Foto bij [4.4] The Reason

Mia

Verbazend dat er nog zoveel mensen buiten zijn op dit uur. Nog verbazender is dat niemand 2 kleine kinderen opmerkt, waarvan 1 onder bloed besmeurt. Ik vraag me af waarom we blijven wandelen. Kiara kan toch vliegen? Ik heb het haar al eerder zien doen. Wil dit nu zeggen dat ik ook kan vliegen? Ik ben zo diep in gedachten verzonken dat ik niet merk dat ik tegen Kiara aanloop. Ze is abrupt gestopt. Ik zie niet waarom.

Ze blijft een groot raadsel voor me. Haar gezicht loopt van verbaasd naar kwaad. Wat ziet ze? Ik kijk naar dezelfde richting. Ik zie niets opmerkelijk. “Kom.” Beveelt ze me boos. Boos om wat ze gezien heeft? In een snelpas lopen we een steegje in. Het einde nadert snel. Ze laat me weer abrupt stoppen. “Sla je armen om mijn nek en doe je ogen toe.” Ik kijk haar even vreemd aan. “Nu!” Roept ze. Verbluft sla ik mijn armen om haar nek en doe mijn ogen dicht. “Houd je ogen dicht, waag het niet ze te openen!” Ik knijp mijn ogen dicht en voel haar lichtjes bibberen. Wat gebeurt er? Langzaam aan voel ik de grond onder mijn voeten verdwijnen, we vliegen.
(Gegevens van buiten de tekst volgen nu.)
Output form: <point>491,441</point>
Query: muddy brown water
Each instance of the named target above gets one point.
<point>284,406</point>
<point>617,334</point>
Ik kan het niet laten om even 1 seconde mijn ogen te openen. Meteen doe ik ze weer dicht. Haar spierwitte vleugels werken op volle kracht. Het is eng om zo hoog te vliegen. Het lijkt of we nog steeds hoger gaan aan de koude te voelen. Als snel voel ik dat we weer dalen. Wanneer ik terug vaste grond voel, durf ik mijn ogen weer te openen en haar los te laten. Meteen klampt er een mist rond mijn ogen. Ik wrijf eens, maar kom tot de conclusie dat de mist rond mij hangt. Kiara loopt door. Ik draai me om en wil haar volgen tot ik zie waar we beland zijn.